梅月嬋似乎在猶豫,李青龍緊緊注視著她,一雙眼睛仿佛要看到她的心裡。

片刻,梅月嬋突然將手飛快的插進衣兜,但同一時刻又仿若冰雕怔在原處。一把冰冷的槍比她的動作更快,毫不留情頂著她的腦袋上。

「你到底是誰?」李青龍冷冷地問。

月光薄若青紗敷在梅月嬋的身上,她的臉龐像映在水中,曼妙而冰涼。完全覆進月影中的李青龍跨前一步迅速的把手伸進她的衣兜。空蕩蕩的口袋裡除了她溫暖細膩的手,並沒有他想像中的東西。

月光照在李青龍的半邊臉上,面目模糊更加冷峻。眼睛像深邃的幽潭,目光逼人,讓人不寒而慄。

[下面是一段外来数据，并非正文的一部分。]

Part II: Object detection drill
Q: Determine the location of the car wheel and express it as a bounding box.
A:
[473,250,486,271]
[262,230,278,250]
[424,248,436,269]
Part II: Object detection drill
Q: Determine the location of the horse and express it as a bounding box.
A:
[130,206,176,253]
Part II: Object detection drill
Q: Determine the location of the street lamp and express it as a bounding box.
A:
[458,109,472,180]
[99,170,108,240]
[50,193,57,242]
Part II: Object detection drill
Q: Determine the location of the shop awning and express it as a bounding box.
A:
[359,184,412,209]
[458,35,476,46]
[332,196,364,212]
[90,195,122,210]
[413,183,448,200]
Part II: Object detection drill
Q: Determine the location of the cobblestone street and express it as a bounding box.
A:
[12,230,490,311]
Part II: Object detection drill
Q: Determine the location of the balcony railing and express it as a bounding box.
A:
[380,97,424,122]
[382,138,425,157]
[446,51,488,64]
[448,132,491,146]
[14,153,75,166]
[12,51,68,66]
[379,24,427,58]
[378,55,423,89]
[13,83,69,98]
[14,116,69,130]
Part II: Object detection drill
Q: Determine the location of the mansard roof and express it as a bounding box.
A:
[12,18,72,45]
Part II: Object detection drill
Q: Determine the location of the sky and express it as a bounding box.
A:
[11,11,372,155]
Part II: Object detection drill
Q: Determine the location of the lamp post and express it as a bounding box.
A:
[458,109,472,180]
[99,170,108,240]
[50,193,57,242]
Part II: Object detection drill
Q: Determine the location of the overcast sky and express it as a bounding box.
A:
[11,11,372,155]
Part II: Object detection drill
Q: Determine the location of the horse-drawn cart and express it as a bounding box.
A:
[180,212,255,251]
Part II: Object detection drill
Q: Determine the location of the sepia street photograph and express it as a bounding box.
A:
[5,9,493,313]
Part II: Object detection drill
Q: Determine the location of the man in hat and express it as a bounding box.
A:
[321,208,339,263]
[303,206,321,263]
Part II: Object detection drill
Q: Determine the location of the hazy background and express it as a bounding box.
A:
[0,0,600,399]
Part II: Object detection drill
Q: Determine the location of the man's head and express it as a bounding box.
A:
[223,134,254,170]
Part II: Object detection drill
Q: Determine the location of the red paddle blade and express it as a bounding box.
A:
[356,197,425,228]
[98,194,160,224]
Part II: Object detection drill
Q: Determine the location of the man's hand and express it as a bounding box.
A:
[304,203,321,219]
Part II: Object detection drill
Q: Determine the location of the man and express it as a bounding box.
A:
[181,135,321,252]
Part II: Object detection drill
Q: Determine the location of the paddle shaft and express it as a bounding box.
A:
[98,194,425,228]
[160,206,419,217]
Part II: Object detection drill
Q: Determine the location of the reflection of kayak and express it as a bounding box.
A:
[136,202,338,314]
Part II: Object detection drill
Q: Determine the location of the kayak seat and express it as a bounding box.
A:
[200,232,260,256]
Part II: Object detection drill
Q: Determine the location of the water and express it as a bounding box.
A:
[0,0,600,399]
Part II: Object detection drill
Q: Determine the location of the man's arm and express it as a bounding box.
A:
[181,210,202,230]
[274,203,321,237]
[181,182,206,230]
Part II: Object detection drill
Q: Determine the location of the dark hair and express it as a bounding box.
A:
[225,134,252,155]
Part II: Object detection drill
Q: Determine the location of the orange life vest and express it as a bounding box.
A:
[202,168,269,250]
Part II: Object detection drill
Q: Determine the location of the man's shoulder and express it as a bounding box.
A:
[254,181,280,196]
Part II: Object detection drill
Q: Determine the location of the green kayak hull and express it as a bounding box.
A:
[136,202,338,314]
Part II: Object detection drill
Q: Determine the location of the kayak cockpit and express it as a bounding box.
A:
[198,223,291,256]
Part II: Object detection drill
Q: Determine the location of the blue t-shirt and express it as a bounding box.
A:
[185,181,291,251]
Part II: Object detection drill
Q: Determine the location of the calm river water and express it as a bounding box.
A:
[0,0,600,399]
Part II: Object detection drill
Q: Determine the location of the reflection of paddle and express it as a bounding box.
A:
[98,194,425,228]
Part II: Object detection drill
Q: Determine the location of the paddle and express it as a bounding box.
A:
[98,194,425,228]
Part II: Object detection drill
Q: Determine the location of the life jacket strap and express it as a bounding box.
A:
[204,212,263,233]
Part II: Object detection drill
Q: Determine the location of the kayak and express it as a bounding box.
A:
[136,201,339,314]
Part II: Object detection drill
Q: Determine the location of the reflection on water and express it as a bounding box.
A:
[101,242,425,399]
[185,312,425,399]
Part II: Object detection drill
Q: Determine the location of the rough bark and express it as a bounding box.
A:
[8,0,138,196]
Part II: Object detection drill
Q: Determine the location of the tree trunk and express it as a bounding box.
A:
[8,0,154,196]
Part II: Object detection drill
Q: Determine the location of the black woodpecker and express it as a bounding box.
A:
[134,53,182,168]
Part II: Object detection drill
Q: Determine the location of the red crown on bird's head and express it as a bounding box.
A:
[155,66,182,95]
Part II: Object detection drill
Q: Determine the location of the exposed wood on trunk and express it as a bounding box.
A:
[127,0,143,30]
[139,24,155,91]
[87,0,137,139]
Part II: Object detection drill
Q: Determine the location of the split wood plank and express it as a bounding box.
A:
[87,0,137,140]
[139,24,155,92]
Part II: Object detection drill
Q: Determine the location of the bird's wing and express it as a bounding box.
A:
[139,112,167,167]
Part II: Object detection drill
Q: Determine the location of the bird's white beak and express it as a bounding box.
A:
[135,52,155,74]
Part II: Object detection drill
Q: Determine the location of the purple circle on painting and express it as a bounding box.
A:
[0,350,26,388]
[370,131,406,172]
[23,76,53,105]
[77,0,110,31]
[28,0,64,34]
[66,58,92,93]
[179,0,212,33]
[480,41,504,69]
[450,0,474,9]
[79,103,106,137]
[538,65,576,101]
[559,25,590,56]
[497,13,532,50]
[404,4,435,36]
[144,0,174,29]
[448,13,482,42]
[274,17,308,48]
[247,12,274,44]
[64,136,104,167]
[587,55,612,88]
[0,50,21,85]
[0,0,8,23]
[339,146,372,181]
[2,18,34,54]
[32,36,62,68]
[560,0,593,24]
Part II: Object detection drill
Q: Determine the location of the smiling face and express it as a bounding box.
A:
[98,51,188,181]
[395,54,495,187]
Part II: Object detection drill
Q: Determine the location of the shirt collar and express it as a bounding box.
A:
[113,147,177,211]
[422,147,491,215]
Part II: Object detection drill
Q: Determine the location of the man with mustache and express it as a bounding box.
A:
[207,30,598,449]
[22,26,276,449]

梅月嬋側目望著有些失望的李青龍,她沒有想到他會對她舉起槍,眼中浮岀的失意落寞一目了然。她從李青龍或許是沒有來得及也或許是忽略了的另一邊衣兜緩緩掏出手槍,遞換在另一隻手上,然後對準李青龍。

整個過程,李青龍看得一清二楚卻沒有伸手阻攔。

「兵不厭詐,沒在那個口袋。」

兩支黑洞洞的槍口無聲的僵持著,誰也不說話。兩束對峙的目光中,空氣像是吹彈可破。

所幸兩個人全部被陰影吞噬,互相間咄咄逼人的目光可以無視,只有呯呯的心跳聲,一下一下,真是的繼續叩問心扉。

片刻後,梅月嬋緊繃的胳膊無聲無息垂了下來,有些氣餒有些不服。

「如果真有一天我們非要舉槍相向,希望彼此不要手軟。」李青龍的聲音沉痛而堅定,但是舉著的槍順勢已經收回身邊。

……

周先生的到來,把梅月嬋從走神的狀態中打撈出來,她迅速放下手中打開卻一直沒有落目的報紙。這是一張過期的舊報紙,在另一個版面的頭條,是一場豪華的婚禮照片。一對新人身著禮服和婚紗,新郎冷漠的表情和身邊熱烈而喜慶的氣氛極不和諧。那束正對鏡頭失意的目光,仿佛要望穿境頭後面他永遠觸摸不到的某種東西。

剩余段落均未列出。